It is a difficult thing that there are truths we cannot know but they are all around us. It was fortunate at the time that my partner was a person-centred therapist, a slightly ridiculed branch of psychotherapy, the joke being that the practice involved little more than saying back to the client the thing the client had just said. 'I don't think my cat loves me.' 'Ah, so what you are saying is that you don't think your cat loves you?' The person-centred view is that what we all think of as reality is in part a reflection of ourselves. The sociopath will shout 'Nobody cares!' They believe it because for them it is true. We see the world like a reflection in a Christmas tree bauble, a reflection overlaid with a distorted image of ourselves.

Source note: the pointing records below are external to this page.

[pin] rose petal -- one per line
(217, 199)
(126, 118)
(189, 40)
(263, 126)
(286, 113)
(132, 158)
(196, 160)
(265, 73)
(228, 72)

Prejudice, a distortion of reality, is not just racial or sexist or disablist, it is multitudinous in its manifestations and anyone who thinks they are immune fails to understand the nature of themselves. A person might go on a march against prejudice but when they overhear a prejudiced remark at a supermarket checkout or pick-up that a person in their immediate environment is possibly being bullied, accepting the truth and acting on it is often too hard to do. Just as the truth was probably too hard for my parents. We adjust our view of reality to dismiss inconvenient truths. Religion is not the cause of delusion, it is a symptom of a human propensity. There seems now to be strong evidence that even those who have turned from religion to science remain just as vulnerable to deluded convictions.
Many people have a similar struggle to know some truth about themselves. Perhaps late in life they discover they have been adopted or stumble on some similarly challenging thing. The uncertainty runs the other way too. Others do not know us either.
'To see oursels as ithers see us!' That line, so often quoted at this time of year, has contrary interpretations. A common one being that others can see us for what we are – some simple solid single thing, perhaps just not quite the thing we think we are. The reality is that every other viewer sees a quite different version of us. To see ourselves as others see us would be to see a muddled chaotic kaleidoscopic view and far from saving us from 'many a blunder' might equally lead us into many more or even madness.
Some years ago, an elderly neighbour with whom I shared a garden asked me into her house for a chat. She wanted to complain about the time I had stood by her plum tree and said to her: 'This is my plum tree'. I was taken aback as no such thing had ever happened but it was alarming and disorientating to listen to. 'That never happened,' I said as gently as I could. 'It must have been a dream.' She flew into a rage insisting that it had indeed happened. As politely as I could, I retreated out of the house but was left worrying what if she had told this story to others? Would they believe that I was such a monster as to try to steal a plum tree from an old lady?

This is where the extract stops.